Tutto come (im)previsto. La scatola delle Ex, di Henry Kolt

Il protagonista dell’ultimo romanzo di Henry Kolt, Tutto come (im)previsto, trova in cantina dopo molti anni la mitica “scatola delle ex”, piena di lettere a lui spedite dalle donne del suo passato. Donne magari dimenticate, o diventate solo un pallido ricordo di una fase dell’esistenza ormai finita.

Tutto come (im)previsto. La scatola delle Ex, di Henry Kolt

Le lettere diventano il pretesto per fare un viaggio nel passato di un uomo che ha ormai lasciato tanta vita dietro le sue spalle; rievocando le sue ex, non solo fidanzate ma anche semplici amiche, il protagonista ricorda la sua gioventù e tutte quelle esperienze che hanno costruito le basi della sua personalità. Il romanzo diventa quindi una vera e propria resa dei conti in cui si analizzano episodi più o meno cruciali, così come relazioni interpersonali più o meno profonde e significative; un doveroso bilancio che porta inevitabilmente a rispolverare errori e sensi di colpa schiacciati in un angolo buio della coscienza, con la speranza di non doverli più tirare fuori.

Egli si immerge quindi nel passato viaggiando nel tempo e alternandolo a sprazzi di presente, instaurando un dialogo con ognuna delle donne da lui frequentate, che pian piano prendono vita e, a volte, anche parola. L’autore racconta infatti la sua storia con un pizzico di umorismo, facendo intrattenere di tanto in tanto i “fantasmi” dei vari personaggi femminili con dialoghi decisamente surreali. Attraverso questo viaggio condotto sul filo delle parole, il protagonista riflette sull’imprevedibilità della vita, sulle strade mai percorse e sulle “sliding doors” mancate.

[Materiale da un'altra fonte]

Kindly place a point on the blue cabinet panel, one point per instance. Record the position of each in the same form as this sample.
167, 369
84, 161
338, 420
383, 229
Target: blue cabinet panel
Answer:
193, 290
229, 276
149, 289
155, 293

Alcune donne hanno lasciato un segno profondo in lui e le ricorda con affetto, soprattutto perché sono legate a periodi fondamentali per la sua crescita e la sua formazione: è interessante infatti notare come l’autore approfitti della vicenda privata del suo protagonista per trattare di momenti storici importanti per l’Italia, come le contestazioni studentesche degli anni Settanta o la violenta fase delle Brigate Rosse. In ogni lettera c’è un pezzo di sé e del mondo che ha abitato, e ognuno di questi frammenti diventa poi un quadro in cui è possibile ritrovare il proprio percorso esistenziale, e fare pace con tutto il non detto e il non fatto. Tutto come (im)previsto. La scatola delle Ex parla quindi di quei momenti in cui il proprio passato deve venire messo in discussione per poter andare avanti con la propria vita, e in cui è giusto riportare alla luce episodi della nostra esistenza che, pur se in apparenza poco rilevanti, stavano influenzando inevitabilmente il nostro cammino.